Film Review by Kam Williams
Excellent (4 stars)



During the Black Power Movement back in the Sixties and Seventies, most folks only got to know its leaders mostly by way of sound bites disseminated by the mass media. Whether it was Stokely Carmichael’s demand "We want black power!" or H. Rap Brown’s appeal for riots via "Burn baby burn!" or Eldridge Cleaver’s assertion that "You’re either part of the problem or part of the solution," the icons were mostly reduced to incendiary slogans for the purposes of entertainment masquerading as news.

But I bet you didn’t know that Stokely was also a momma’s boy born in Trinidad. Or that Angela Davis was from Birmingham, Alabama where her family was close friends with those of the four little girls slaughtered in the Baptist church bombing in September of 1963, a couple of weeks after the historic March on Washington.

These are the sort of intimate aspects of African-American luminaries’ lives explored in The Black Power Mixtape 1967-1975, an eye-opening documentary directed by Goran Olsson. His enlightening cinematic collage was culled from found 16mm film of vintage interviews conducted by fellow Swedish journalists with everyone from Black Panthers Bobby Seale and Huey Newton to radical attorney William Kunstler.

The archival footage has been augmented here with current-day voiceover commentaries by the likes of Danny Glover, Erykah Badu, Harry Belafonte, Melvin Van Peebles and Talib Kweli, and features an appropriately-sweet Hip-Hop/R&B soundtrack scored by Questlove and Om’Mas Keith. Nonetheless, what makes the movie so moving are the original tete-a-tetes probing the psyches of its freedom-loving subjects.

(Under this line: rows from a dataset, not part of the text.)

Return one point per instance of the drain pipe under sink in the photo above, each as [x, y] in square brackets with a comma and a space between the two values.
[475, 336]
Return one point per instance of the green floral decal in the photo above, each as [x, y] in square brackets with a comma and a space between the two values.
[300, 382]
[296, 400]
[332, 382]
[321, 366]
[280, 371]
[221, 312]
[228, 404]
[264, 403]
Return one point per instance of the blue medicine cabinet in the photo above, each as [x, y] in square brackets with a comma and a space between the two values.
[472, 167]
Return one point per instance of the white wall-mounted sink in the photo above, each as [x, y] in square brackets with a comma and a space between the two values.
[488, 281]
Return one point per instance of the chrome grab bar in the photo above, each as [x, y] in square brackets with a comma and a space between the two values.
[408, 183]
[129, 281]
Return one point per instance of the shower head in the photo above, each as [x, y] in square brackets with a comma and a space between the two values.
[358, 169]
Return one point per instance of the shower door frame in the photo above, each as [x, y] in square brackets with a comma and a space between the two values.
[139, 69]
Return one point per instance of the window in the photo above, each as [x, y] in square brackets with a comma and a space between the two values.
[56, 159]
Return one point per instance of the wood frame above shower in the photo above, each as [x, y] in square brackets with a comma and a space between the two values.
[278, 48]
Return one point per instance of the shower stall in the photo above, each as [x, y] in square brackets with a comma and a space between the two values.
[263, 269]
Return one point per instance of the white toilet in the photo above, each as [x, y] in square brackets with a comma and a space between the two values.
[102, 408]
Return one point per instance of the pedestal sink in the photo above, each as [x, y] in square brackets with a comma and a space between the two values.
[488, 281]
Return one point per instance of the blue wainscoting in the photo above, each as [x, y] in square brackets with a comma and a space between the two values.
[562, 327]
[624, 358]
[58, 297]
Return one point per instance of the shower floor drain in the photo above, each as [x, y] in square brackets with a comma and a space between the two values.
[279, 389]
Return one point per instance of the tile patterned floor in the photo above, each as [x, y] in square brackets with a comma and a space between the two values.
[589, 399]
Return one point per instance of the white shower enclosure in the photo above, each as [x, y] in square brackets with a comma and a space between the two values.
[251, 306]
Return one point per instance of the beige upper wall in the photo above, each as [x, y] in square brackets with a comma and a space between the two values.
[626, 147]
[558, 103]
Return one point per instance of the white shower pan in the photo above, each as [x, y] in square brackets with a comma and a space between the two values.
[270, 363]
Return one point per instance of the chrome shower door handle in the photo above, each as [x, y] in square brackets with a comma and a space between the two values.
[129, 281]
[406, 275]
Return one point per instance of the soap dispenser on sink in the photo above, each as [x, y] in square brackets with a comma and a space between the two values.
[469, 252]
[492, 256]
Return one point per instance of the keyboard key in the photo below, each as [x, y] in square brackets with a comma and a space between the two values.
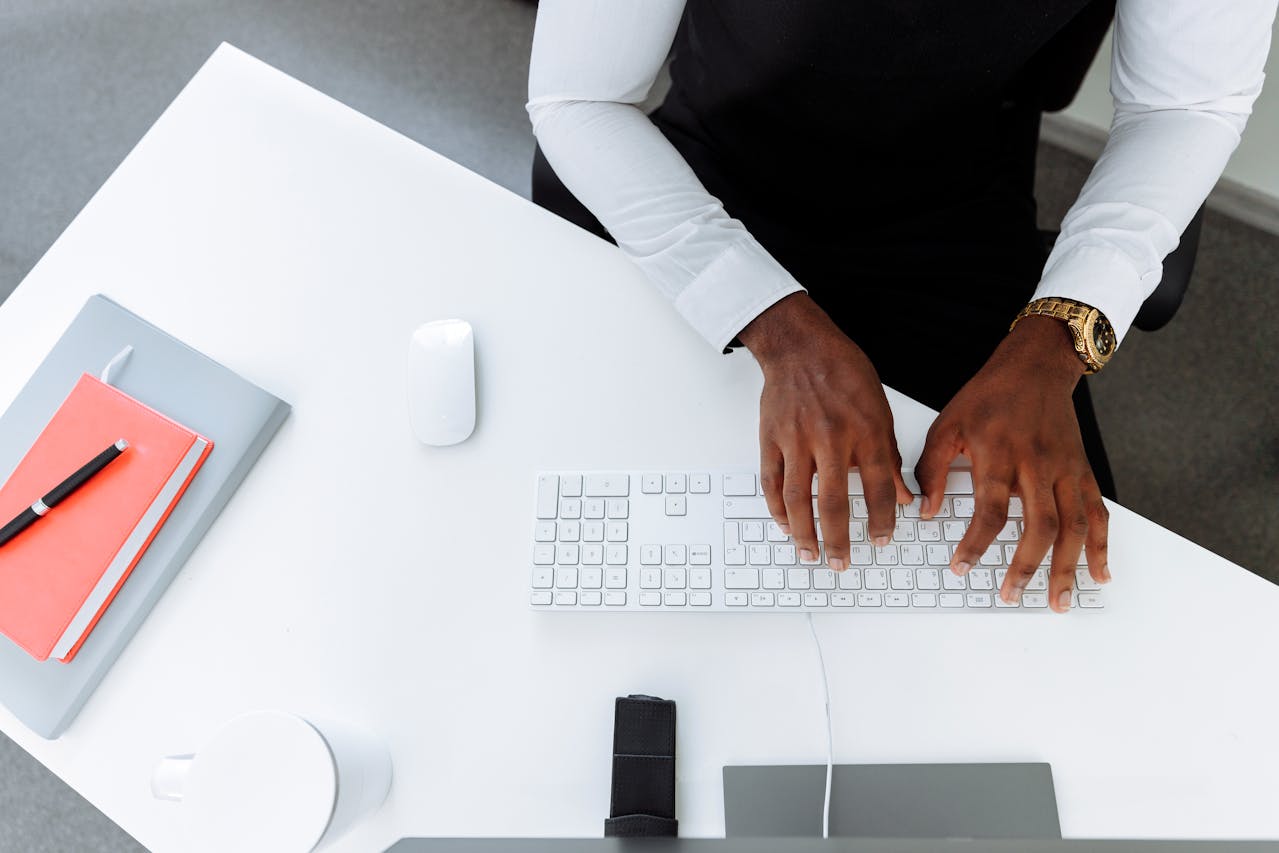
[548, 496]
[798, 578]
[902, 578]
[746, 508]
[606, 485]
[1083, 581]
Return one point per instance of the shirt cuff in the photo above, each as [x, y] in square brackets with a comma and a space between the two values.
[1103, 278]
[733, 290]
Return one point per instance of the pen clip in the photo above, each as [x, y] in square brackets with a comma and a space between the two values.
[115, 363]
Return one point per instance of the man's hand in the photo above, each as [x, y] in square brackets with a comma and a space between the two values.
[1016, 421]
[823, 411]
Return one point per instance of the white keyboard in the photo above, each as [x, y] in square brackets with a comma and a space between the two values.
[704, 541]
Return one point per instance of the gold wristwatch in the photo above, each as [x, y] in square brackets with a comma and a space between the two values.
[1094, 336]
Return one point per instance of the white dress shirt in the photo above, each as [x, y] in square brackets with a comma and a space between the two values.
[1186, 73]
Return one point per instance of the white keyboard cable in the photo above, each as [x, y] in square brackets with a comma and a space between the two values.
[830, 735]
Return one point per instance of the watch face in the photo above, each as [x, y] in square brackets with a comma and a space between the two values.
[1103, 336]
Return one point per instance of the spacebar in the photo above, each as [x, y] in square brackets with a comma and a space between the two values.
[746, 508]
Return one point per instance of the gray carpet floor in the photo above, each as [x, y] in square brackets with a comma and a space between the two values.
[1191, 413]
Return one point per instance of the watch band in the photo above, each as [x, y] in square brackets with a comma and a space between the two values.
[643, 769]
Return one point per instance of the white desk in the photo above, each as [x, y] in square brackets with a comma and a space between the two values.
[298, 243]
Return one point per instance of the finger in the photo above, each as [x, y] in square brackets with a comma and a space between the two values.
[1095, 545]
[991, 490]
[1069, 542]
[940, 448]
[1040, 524]
[833, 508]
[771, 476]
[797, 495]
[880, 487]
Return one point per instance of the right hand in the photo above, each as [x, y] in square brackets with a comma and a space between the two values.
[823, 411]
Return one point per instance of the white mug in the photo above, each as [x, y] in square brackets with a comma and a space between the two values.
[271, 780]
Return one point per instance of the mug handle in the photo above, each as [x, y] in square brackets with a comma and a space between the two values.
[169, 776]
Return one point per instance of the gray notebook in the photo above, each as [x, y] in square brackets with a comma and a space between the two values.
[173, 379]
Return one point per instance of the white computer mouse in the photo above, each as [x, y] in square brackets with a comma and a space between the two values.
[441, 381]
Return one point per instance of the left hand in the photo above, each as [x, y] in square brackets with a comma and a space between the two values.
[1016, 421]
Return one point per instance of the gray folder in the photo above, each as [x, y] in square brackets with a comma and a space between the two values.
[237, 416]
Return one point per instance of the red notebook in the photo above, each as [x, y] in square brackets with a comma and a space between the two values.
[59, 576]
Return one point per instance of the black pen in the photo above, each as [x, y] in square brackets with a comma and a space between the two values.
[62, 491]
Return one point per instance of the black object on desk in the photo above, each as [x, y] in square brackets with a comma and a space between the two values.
[643, 769]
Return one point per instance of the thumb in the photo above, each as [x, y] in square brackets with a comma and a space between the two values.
[939, 450]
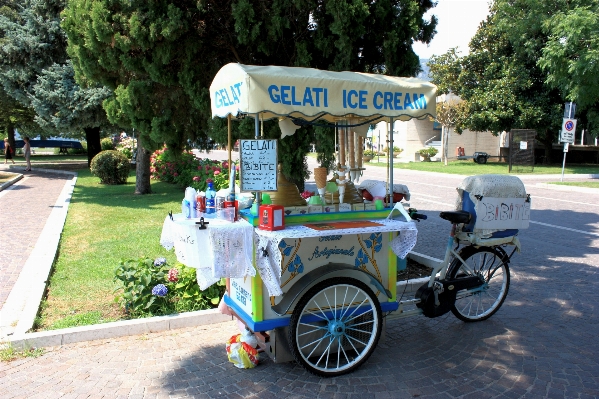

Kids shooting water from fire hydrant

For example, when asked about whether or not she advocates violence, Angela Davis offers this heartfelt response: "When someone asks me about violence, I just find it incredible because it means that the person asking the question has absolutely no idea what we have gone through in this country since the first black person was kidnapped on the shores of Africa."

An absolute must-see for anyone interested in fully appreciating the mindset and motivations of the charismatic militants who emerged to capture the collective imagination of an impatient generation of African-Americans in the wake of the murder of Dr. Martin Luther King.